In the first experiment, all three animals developed high titers of anti-SVV antibodies (IgG). Diffuse stromal opacity, with keratitic precipitates, stromal edema, and mild vascularization of the cornea, appeared 12 to 14 days after inoculation. The onset of ocular disease was correlated with the rise in serum antibody levels. There was no clinical evidence of a systemic viral infection resulting from the corneal inoculations in these monkeys. In the second experiment, all three animals treated with methylprednisolone developed severe ocular pathology within 1 week of inoculation. The clinical appearance of the diseased eyes strongly indicated that local viral infection had occurred. Dendritiform keratitis, corneal erosion, and stromal necrosis with vascularization of the cornea was seen in all the eyes. The disease resolved within 4 to 5 weeks of inoculation, leaving opaque, vascularized corneas. Histologic studies showed that inflammatory cells and viral antigens were widespread throughout the diseased corneas. A high titer of anti-SVV antibody (IgG) was detected in the immunosuppressed monkeys, but no evidence of systemic viral infection was observed.

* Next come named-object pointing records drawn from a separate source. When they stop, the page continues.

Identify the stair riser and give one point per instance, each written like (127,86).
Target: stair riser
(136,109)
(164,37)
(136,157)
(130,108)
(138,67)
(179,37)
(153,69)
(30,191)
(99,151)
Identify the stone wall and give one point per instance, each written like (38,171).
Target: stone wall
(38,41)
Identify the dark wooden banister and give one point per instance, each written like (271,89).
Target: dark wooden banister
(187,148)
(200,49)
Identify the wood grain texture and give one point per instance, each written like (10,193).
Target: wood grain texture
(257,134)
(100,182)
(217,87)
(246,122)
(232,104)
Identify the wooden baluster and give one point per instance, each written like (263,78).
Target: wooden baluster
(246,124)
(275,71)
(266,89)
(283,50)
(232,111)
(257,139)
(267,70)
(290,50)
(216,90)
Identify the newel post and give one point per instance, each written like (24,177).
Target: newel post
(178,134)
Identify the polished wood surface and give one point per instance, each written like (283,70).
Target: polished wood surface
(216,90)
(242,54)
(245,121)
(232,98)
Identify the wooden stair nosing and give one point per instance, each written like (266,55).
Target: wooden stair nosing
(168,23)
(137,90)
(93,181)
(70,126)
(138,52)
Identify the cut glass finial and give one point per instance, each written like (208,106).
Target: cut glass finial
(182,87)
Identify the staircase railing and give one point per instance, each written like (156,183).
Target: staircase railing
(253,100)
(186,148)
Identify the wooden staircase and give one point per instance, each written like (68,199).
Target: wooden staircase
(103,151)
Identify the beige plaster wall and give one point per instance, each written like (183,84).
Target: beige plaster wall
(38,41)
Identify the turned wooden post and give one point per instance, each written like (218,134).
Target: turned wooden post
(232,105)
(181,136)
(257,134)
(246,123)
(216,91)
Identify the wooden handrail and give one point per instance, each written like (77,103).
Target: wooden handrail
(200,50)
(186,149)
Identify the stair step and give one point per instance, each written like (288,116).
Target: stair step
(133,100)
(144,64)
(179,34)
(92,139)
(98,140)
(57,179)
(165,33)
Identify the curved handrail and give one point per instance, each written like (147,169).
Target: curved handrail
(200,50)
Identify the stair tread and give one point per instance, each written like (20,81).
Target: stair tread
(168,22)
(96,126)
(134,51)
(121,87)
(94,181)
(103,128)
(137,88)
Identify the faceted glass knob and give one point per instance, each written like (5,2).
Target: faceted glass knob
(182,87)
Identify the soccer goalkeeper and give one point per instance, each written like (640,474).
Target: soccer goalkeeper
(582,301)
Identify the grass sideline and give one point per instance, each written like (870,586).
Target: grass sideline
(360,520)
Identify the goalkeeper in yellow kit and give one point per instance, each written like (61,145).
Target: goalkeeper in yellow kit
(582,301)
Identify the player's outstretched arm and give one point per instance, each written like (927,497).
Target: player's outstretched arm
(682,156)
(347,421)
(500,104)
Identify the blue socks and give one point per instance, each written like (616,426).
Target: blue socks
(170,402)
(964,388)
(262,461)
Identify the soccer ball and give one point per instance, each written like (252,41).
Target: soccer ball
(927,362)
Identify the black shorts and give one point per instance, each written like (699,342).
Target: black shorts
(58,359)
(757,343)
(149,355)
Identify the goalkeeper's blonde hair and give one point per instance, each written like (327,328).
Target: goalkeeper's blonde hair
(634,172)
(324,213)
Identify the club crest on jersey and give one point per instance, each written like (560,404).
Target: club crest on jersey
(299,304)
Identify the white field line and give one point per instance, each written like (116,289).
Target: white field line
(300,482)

The authors propose that inoculation of the eyes of methylprednisolone-treated African green monkeys with simian varicella virus provides an appropriate animal model for studies of the virology and immunopathology of ocular varicella virus infection.
探讨用猴水痘病毒(SVV)接种非洲绿猴眼睛是否会诱发人类所见的眼部带状疱疹(HZO)症状,并建立一种用于实验研究的真实且可重复的眼部带状疱疹动物模型。
在第一个实验中,通过基质内和结膜下注射将感染SVV的Vero细胞悬液接种到三只非洲绿猴的右眼。在第二个实验中,另外三只猴子在眼部接种SVV前7天接受肌肉注射甲泼尼龙(41mg/kg)预处理,并在病毒接种后以14mg/kg的剂量持续3周。通过裂隙灯生物显微镜检查眼睛。进行了组织学、免疫组织化学和电子显微镜研究。
在第一个实验中,所有三只动物都产生了高滴度的抗SVV抗体(IgG)。接种后12至14天出现弥漫性基质混浊,伴有角膜后沉着物、基质水肿和角膜轻度血管化。眼部疾病的发作与血清抗体水平的升高相关。这些猴子角膜接种后没有全身性病毒感染的临床证据。在第二个实验中,所有三只接受甲泼尼龙治疗的动物在接种后1周内出现严重的眼部病变。患病眼睛的临床表现强烈表明发生了局部病毒感染。所有眼睛均出现树枝状角膜炎、角膜糜烂和伴有角膜血管化的基质坏死。疾病在接种后4至5周内消退,留下不透明、血管化的角膜。组织学研究表明,炎性细胞和病毒抗原广泛分布于患病角膜。在免疫抑制的猴子中检测到高滴度的抗SVV抗体(IgG),但未观察到全身性病毒感染的证据。
作者提出,用猴水痘病毒接种经甲泼尼龙治疗的非洲绿猴眼睛,为眼部水痘病毒感染的病毒学和免疫病理学研究提供了一种合适的动物模型。